Despite the decline in overall turnover, the business succeeded in improving margins and reducing costs.
CURRENCY MOVEMENTS OVER THE COURSE OF THE REPORTING PERIOD
|Ireland (€)||Switzerland (CHF)|
|Year end rate||16.46||15.96||14.44||13.95|
At year-end the group had external banking facilities in South Africa totalling R3.6 billion of which Rnil (2017: Rnil) was drawn down. Committed facilities totalled R2.4 billion while the group had access to R1.2 billion of uncommitted facilities.
The BWG Group has access to €60.0 million of revolving credit and overdraft facilities.
SPAR Switzerland has confirmed credit lines and facilities of CHF62.2 million.
The decrease in net borrowings from the prior year was largely the result of improved working capital management by the foreign operations.
The net borrowing position at year-end:
|Long-term borrowings||3 976.5||4 160.4|
|Current portion of long-term borrowings||433.6||364.4|
|Total borrowings||4 418.8||4 793.3|
|Less: cash and cash equivalents||(1 377.6)||(1 565.6)|
|Net borrowings||3 041.2||3 227.7|
|(Decrease)/increase in funding||(186.5)||(97.8)|
CAPITAL EXPENDITURE AND COMMITMENTS
A summary of the group’s capital expenditure and approved capital commitments as at 30 September 2018 is set out below:
FINANCIAL RISK MANAGEMENT
The identification of sustainability and financial risks for the group forms part of the enterprise risk management process. During the course of the year this was again updated by management and these risks were reviewed by the internal audit team. The group is typically exposed to inflation, interest rate, liquidity and credit risks, the latter specifically impacting trade receivables. No additional risks were identified and management are satisfied that these risks are being continuously and proactively managed.
The annual financial statements have been prepared in accordance with the framework concepts and the measurement and recognition requirements of International Financial Reporting Standards, the SAICA Financial Reporting Guides as issued by the Accounting Practices Committee and Financial Reporting Pronouncements as issued by the Financial Reporting Standards Council and the requirements of the Companies Act, 71 of 2008, as amended. The group has considered and adopted all new standards, interpretations and amendments to existing standards that are effective as at the year-end.
The JSE’s 2017 report on the proactive monitoring of Annual Financial Statements was also considered in preparing the 2018 integrated report.
The annual financial statements have been prepared using accounting policies that comply with IFRS that are consistent with those applied in 2017.

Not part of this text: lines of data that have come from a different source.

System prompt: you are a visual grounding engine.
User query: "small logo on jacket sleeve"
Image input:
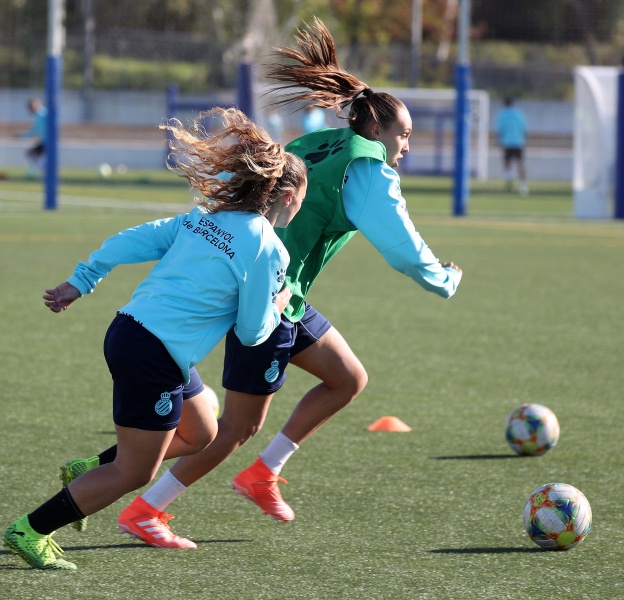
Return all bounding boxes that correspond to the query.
[155,392,173,416]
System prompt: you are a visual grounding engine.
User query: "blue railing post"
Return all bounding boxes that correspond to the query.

In preparation for the new IFRS 15 standard, the group assessed all income streams from suppliers. This evaluation revealed that certain rebates and income had been incorrectly accounted for. These amounts have been reclassified and the 2017 comparative corrected. Refer to note 42 to the annual consolidated financial statements for more detail.
GOING CONCERN STATUS
The board has formally considered the going concern assertion of the group and is of the opinion that it remains appropriate for the forthcoming financial year.